Transforming Reality

Photos by Petra Collins

I wrote this essay/short story thing for the current issue of Oyster magazine. It’s about my childhood crush. Check it out!

You were ten years old the day Joey Wilder got left behind. That was the first time you ever really noticed him. You’d seen him around before, shared countless classrooms and bus rides with him, but he’d always been just a blur in your peripheral vision. But on that day Joey suddenly snapped into focus, for you and for everybody, and it made you wonder how you could have possibly overlooked him for so long. That drawn-out beak of a nose, those mad blue eyes, that s-s-s-stutter. How could you have missed him?

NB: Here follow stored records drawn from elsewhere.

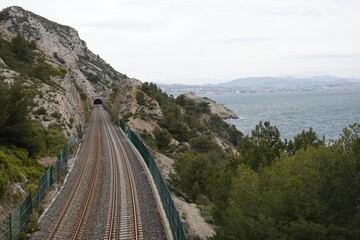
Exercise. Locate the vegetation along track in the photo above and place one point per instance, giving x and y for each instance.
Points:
(129, 224)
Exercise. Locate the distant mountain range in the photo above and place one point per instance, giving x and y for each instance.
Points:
(273, 82)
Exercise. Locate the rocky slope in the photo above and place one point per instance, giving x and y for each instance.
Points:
(216, 108)
(63, 49)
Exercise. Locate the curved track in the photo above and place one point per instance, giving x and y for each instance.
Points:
(123, 213)
(129, 226)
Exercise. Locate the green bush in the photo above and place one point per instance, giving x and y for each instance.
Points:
(40, 111)
(140, 98)
(55, 140)
(56, 115)
(126, 116)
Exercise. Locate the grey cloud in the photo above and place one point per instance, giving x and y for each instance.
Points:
(124, 25)
(242, 40)
(326, 56)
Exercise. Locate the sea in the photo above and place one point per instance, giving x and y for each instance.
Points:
(327, 112)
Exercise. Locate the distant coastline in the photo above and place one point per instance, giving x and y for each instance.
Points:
(199, 90)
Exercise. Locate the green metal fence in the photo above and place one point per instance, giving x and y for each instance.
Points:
(168, 204)
(13, 224)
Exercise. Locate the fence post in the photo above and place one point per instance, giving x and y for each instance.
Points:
(10, 228)
(31, 206)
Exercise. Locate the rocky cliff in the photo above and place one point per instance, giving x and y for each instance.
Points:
(60, 47)
(216, 108)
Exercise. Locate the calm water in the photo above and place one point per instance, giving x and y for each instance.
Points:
(326, 112)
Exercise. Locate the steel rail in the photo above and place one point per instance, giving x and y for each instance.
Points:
(78, 180)
(112, 221)
(131, 181)
(77, 234)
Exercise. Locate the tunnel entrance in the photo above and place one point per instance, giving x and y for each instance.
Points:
(97, 101)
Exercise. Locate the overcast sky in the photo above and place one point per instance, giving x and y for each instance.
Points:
(212, 41)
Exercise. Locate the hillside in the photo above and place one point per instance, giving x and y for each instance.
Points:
(60, 76)
(83, 72)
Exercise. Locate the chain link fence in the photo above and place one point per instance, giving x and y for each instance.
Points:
(171, 212)
(15, 222)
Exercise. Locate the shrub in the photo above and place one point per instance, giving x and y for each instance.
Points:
(140, 98)
(56, 115)
(40, 111)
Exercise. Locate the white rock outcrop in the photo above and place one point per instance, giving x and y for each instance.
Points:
(215, 108)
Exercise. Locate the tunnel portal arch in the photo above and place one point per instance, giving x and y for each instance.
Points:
(97, 101)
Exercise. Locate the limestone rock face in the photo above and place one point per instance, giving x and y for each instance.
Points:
(215, 108)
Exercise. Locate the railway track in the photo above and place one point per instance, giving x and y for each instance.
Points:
(83, 215)
(123, 219)
(129, 224)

This was back in the 5th grade. You were on a class field trip to the Liberty Science Center in New Jersey. Somehow, despite the excessive chaperoning that goes on during those types of things, Joey Wilder got left behind. Your charter bus had made it almost all the way back to your small town in upstate New York, had driven for nearly two hours before anyone even noticed he was missing. And then came the cries from the back of the bus. Miss. Kelly started shouting about Where’s Joey? and Was he in the bathroom? and How on earth could he not be here? You remember thinking how implausible his absence seemed, given the insufferable amount of counts and recounts of heads that had gone on throughout the day. You gripped your knees in fear, convinced he’d been kidnapped–a fate both your mother and TV had assured you would be yours if you ever wandered off on your own for even a moment.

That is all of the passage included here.